You need to pay more for your tuna. There, I’ve said it. It’s an unspoken truth in the developed world that we have cheapened food as a commodity, and seem to have no idea how much it should be worth. Fish is a prime example. Unlike millions of people in the developing world, most of us in Europe don’t depend on fish as a source of protein. And we also don’t pay a fair price for it. ‘Half-price’ cod fillets at your local supermarket? Buy one get one free on packets of fish fingers? 5 Euros for a ring of king prawns? A tin of tuna for 80 cents?
If we want responsibly-sourced fish we need to pay for it.
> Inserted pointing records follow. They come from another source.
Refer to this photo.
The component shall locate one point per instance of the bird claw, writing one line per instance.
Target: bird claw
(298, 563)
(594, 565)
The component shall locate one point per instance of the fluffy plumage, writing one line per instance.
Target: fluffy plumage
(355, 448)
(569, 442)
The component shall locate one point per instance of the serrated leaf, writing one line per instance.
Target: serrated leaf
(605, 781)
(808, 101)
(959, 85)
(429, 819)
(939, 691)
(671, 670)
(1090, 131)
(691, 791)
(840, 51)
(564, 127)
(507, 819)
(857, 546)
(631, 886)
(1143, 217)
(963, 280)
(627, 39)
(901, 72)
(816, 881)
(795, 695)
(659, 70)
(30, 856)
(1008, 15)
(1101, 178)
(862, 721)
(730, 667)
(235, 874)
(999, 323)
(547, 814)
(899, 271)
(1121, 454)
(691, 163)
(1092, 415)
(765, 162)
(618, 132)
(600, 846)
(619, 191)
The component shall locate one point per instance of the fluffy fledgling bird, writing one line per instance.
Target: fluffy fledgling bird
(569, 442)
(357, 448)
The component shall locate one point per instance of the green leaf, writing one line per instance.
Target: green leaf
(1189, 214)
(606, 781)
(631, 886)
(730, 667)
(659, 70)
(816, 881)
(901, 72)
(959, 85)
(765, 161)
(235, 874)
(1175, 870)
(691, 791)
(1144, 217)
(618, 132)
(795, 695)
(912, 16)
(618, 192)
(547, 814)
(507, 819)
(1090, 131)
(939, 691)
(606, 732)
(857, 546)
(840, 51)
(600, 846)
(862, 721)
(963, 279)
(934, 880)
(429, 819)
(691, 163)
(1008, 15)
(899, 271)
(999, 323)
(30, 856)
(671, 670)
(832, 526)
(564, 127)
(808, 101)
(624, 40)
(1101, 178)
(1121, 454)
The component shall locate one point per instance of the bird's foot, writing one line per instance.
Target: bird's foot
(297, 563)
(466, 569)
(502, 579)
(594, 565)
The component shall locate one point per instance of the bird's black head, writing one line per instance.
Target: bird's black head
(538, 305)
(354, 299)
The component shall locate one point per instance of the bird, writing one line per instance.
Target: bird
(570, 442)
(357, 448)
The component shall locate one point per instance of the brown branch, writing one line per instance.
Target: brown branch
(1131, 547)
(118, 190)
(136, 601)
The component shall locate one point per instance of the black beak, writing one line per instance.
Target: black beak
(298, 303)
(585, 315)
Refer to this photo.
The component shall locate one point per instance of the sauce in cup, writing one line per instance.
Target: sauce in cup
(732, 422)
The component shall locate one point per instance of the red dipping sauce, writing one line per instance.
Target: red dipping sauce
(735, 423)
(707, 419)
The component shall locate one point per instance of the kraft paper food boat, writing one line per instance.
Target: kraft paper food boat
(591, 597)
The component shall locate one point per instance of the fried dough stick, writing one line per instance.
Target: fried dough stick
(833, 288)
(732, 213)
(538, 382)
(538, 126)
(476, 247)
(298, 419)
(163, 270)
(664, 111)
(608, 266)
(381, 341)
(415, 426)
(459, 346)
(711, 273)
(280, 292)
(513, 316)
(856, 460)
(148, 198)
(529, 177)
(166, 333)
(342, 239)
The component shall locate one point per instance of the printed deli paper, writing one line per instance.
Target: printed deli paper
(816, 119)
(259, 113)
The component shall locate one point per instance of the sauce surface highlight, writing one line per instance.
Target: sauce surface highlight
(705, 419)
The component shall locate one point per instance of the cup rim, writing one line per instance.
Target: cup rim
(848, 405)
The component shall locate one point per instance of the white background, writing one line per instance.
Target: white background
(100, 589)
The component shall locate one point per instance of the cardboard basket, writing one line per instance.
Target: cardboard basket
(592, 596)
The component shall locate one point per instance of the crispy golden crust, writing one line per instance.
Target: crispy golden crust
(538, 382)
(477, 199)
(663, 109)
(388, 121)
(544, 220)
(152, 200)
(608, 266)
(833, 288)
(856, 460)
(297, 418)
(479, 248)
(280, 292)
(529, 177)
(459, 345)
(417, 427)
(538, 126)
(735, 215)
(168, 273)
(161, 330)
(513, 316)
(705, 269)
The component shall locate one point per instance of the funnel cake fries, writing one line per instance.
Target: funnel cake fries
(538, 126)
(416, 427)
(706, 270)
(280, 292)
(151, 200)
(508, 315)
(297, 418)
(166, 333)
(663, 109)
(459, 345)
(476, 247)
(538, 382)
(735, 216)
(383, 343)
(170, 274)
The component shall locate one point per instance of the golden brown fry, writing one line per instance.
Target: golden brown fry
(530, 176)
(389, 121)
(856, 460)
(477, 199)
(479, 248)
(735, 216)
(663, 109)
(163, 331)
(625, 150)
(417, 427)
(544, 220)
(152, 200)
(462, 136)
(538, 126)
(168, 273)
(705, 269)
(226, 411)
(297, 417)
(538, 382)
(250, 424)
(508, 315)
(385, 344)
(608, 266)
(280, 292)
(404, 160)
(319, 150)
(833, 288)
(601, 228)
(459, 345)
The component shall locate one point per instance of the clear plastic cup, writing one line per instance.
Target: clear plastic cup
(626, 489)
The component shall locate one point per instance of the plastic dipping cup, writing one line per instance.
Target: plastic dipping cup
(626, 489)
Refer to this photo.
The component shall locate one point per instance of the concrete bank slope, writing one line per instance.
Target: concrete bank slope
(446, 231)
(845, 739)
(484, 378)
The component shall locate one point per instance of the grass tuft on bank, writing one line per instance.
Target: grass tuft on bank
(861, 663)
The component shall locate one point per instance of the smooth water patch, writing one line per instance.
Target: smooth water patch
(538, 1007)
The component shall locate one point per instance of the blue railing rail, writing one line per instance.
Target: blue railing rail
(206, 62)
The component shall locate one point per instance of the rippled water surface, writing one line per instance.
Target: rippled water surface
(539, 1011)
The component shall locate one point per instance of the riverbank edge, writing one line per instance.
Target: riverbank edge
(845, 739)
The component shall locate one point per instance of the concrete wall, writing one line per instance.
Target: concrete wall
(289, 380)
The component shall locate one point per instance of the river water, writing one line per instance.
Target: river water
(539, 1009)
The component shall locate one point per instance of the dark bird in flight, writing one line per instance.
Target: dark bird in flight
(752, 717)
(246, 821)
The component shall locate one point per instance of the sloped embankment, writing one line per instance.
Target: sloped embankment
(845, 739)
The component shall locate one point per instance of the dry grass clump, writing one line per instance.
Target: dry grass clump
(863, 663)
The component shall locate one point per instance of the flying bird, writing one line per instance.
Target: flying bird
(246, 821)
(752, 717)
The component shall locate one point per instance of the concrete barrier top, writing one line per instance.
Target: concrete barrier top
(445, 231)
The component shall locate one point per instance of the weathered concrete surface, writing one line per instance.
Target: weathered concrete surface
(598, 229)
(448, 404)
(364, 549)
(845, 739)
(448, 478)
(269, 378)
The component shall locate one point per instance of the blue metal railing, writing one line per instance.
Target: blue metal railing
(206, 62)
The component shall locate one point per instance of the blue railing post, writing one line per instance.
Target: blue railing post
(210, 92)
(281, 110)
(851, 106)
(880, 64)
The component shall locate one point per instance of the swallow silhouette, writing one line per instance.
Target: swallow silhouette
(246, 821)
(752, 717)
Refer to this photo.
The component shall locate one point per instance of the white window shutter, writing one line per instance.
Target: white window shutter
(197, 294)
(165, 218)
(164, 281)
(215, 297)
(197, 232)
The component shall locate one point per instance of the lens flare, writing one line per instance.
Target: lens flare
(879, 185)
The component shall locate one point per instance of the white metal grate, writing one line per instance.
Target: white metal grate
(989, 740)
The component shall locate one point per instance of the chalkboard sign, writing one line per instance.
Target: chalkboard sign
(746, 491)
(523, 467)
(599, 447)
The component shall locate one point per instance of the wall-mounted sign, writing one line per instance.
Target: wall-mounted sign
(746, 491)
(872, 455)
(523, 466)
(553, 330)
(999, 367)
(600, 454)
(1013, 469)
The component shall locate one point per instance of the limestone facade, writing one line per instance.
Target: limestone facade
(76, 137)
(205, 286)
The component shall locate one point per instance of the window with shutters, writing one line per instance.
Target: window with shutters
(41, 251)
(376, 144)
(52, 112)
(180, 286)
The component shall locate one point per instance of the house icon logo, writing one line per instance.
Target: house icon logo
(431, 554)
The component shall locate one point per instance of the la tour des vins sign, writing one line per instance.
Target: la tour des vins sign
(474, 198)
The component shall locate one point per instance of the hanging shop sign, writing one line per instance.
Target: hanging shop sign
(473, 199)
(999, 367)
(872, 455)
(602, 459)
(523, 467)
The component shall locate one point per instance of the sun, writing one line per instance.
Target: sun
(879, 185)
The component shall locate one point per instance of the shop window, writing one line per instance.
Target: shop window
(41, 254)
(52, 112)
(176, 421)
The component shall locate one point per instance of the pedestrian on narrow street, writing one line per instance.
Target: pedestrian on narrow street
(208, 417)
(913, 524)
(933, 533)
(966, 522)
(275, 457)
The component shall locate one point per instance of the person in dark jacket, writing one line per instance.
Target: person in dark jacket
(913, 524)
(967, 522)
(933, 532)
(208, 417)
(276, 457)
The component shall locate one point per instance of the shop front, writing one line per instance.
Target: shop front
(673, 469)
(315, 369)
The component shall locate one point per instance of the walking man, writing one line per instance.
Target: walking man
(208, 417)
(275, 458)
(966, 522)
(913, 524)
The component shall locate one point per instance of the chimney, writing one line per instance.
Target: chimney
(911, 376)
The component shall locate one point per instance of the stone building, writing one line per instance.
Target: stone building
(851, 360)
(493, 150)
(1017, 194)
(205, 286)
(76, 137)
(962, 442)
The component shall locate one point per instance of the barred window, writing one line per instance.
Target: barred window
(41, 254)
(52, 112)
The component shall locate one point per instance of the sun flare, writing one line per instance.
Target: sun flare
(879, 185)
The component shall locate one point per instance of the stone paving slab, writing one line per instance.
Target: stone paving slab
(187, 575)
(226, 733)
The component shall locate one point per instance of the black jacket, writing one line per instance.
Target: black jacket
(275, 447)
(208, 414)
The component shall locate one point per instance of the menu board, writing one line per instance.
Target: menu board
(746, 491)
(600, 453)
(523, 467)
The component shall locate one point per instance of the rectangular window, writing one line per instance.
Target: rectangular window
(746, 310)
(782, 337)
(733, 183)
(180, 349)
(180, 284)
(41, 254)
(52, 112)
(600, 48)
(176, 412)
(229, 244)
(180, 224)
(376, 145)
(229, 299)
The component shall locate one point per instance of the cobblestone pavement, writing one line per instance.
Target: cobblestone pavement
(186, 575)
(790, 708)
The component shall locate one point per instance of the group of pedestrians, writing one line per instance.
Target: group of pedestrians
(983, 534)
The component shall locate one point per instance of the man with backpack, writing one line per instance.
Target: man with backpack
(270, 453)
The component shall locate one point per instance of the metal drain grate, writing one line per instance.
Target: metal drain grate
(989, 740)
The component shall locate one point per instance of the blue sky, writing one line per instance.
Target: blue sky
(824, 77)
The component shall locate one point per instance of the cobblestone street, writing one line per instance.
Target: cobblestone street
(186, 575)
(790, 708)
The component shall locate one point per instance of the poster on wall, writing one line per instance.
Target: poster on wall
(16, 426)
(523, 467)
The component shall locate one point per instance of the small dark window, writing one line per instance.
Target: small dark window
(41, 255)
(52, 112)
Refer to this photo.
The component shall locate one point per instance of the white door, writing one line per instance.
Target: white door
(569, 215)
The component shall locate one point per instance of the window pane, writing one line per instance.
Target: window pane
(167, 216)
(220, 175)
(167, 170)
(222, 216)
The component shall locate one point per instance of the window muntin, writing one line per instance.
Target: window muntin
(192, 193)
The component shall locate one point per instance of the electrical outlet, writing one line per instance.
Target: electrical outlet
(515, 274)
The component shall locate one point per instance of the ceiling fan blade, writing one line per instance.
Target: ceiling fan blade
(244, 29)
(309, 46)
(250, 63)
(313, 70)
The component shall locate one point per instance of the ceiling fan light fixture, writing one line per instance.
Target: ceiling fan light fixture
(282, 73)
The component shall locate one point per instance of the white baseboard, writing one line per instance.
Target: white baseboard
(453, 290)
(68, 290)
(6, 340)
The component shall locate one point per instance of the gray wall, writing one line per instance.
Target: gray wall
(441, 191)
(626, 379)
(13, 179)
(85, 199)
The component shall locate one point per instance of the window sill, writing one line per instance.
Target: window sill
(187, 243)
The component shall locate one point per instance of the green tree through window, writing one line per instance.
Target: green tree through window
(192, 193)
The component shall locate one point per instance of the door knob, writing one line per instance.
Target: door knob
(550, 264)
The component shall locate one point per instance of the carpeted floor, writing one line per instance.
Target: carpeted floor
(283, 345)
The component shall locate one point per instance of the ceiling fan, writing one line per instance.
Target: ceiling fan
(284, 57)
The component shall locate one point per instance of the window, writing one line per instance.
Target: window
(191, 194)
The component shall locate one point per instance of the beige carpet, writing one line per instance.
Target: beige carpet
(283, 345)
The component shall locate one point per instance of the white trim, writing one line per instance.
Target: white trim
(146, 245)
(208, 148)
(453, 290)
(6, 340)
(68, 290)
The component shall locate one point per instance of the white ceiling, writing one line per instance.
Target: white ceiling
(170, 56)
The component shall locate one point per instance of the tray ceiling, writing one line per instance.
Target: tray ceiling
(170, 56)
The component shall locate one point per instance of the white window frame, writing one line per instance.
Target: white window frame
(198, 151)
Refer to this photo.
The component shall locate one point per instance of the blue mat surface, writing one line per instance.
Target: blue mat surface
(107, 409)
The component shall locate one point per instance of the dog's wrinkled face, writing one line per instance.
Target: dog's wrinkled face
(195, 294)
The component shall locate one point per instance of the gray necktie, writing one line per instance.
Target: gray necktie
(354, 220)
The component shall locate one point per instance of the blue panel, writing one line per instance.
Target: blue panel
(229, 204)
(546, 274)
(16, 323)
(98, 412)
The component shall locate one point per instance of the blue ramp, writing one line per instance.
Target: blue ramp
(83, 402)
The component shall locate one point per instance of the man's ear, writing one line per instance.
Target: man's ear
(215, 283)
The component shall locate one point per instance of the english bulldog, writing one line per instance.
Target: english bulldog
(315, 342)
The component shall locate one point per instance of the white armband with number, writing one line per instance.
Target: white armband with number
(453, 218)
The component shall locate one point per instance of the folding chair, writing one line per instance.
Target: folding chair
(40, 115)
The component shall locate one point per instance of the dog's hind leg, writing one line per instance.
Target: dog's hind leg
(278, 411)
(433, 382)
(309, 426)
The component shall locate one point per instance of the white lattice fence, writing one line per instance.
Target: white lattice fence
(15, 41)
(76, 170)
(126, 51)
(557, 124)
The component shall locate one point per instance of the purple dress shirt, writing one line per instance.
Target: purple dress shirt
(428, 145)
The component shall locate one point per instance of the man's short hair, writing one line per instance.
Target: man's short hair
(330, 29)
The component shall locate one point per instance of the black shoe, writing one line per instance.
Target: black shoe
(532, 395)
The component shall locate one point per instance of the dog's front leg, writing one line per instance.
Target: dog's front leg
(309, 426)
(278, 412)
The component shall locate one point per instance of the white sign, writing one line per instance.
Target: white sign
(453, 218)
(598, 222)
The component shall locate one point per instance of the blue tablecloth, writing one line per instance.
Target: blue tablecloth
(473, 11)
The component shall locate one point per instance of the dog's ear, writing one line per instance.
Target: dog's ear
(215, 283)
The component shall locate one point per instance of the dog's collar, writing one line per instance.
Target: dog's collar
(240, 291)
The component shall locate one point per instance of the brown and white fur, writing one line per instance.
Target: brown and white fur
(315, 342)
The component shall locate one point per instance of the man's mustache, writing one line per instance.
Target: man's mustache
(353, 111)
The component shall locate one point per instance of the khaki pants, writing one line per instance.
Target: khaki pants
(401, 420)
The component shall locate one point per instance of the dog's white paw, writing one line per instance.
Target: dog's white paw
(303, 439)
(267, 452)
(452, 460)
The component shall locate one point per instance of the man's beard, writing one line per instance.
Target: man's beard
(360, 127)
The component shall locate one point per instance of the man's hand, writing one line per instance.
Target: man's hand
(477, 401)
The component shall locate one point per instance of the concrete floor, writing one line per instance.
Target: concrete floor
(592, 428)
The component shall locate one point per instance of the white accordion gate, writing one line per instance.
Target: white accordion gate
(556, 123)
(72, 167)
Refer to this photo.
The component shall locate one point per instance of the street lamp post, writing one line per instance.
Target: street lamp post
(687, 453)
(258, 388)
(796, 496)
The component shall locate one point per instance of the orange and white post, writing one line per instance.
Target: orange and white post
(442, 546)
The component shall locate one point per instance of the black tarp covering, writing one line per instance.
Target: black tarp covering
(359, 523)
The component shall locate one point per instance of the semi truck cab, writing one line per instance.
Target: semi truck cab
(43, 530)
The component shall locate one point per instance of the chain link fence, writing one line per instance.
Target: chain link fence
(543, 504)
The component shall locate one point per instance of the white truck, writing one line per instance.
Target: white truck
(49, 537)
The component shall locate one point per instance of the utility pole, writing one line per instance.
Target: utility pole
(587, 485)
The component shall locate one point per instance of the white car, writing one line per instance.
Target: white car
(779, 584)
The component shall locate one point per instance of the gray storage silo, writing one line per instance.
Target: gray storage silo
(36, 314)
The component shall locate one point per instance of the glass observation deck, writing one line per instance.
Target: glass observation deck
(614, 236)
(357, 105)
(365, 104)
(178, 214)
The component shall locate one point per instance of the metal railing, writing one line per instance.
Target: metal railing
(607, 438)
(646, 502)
As it stands, by not properly supporting the guys who are trying to make a difference, we let the others (from the cheaper, who-cares-what-we-do end of the spectrum) out-compete them, and steal their fish too. We distributed a leafelt in the Brussels Seafood Exposition to demonstrate that many well-known tinned tuna brands are providing cheap tuna, at a high environmental and social cost, and taking no action to change this. some of the companies and tinned tuna brands who by the use of intensive and destructive fishing method provide cheap tuna for high environmental and social cost - and are no action to to change this.
If the fish are to survive, and the fishing communities that depend on them, we need to show a bit of respect to the oceans, and expect to pay a fair price for the fish we eat. That probably means eating fish less frequently, but making sure what you eat is responsibly-sourced.
If we don’t want that, and just want cheap fish, to hell with the cost… then best get eating it up as quickly as you can. Because stocks won’t last.